The therapy was administered through a vein. The delivery mechanism for the RNA and Cas9 was also improved by using lipid nanoparticles, which have a much larger carrying capacity.
If both trials report good results, they should revolutionise treatments and not just for the diseases they are targeting. For the technique also opens the door to hunting down cancers and treating solid tumours.
Indeed, this November researchers from Tel Aviv University said that they had successfully deployed lipid nanoparticles as the CRISPR delivery system to deal with aggressive glioblastoma (brain cancer) cells in mice. Initial results showed that tumour growth was halved and survival rates improved by 30%.
CRISPR Therapeutics also recently launched a Phase I CTX110 clinical trial for another type of cancer, non-Hodgkin lymphoma. The trial garnered negative newspaper headlines after the patient who received the highest dosage died when the therapy re-activated latent herpes virus triggering encephalitis.

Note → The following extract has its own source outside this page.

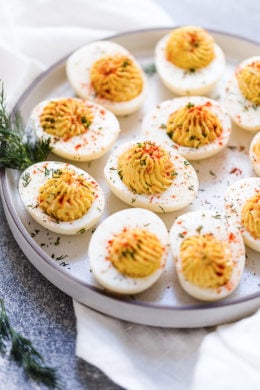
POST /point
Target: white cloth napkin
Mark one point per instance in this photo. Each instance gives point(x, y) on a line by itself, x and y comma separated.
point(230, 357)
point(34, 34)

The adverse event raised questions about the impact gene editing technology might have on immunocompromised individuals. It also threatened to overshadow positive findings concerning the eight previously relapsed patients who received the second highest dosage: after three months, four had experienced complete remissions.
This trial builds on immunology-related breakthroughs pioneered by companies like Gilead Sciences and Novartis, which produce chimeric antigen receptor (CAR)-T cell therapies – injecting new DNA into the immune system’s T-cells to help them kill cancer. However, it differs in one key respect.
Previous treatments are autologous. This means that the T-cells come from the patient’s own body. It is a time consuming process, requiring patients to visit the lab and precludes the possibility of mass-producing treatments based on the technique.
CRISPR Therapeutics is at the frontline of trying to develop allogeneic treatments whereby any healthy donor’s cells can be used. The risk with using another donor’s cells is that the recipient’s body will reject them causing graft versus host disease (GvHD), which can be fatal. CRISPR Therapeutics and another biotech called Allogenic Therapeutics are hoping to show that this will not be the case.
The creation of mass off-the-shelf cell-based medicines would clearly be a lot cheaper for the medical industry and would also benefit patients as they would become more widely available across the world.
Over the longer term, using CRISPR (replacing defective DNA) in combination with CAR-T (equipping the immune system to destroy existing tumours) could also be a marriage made in heaven when it comes to eradicating cancer for good.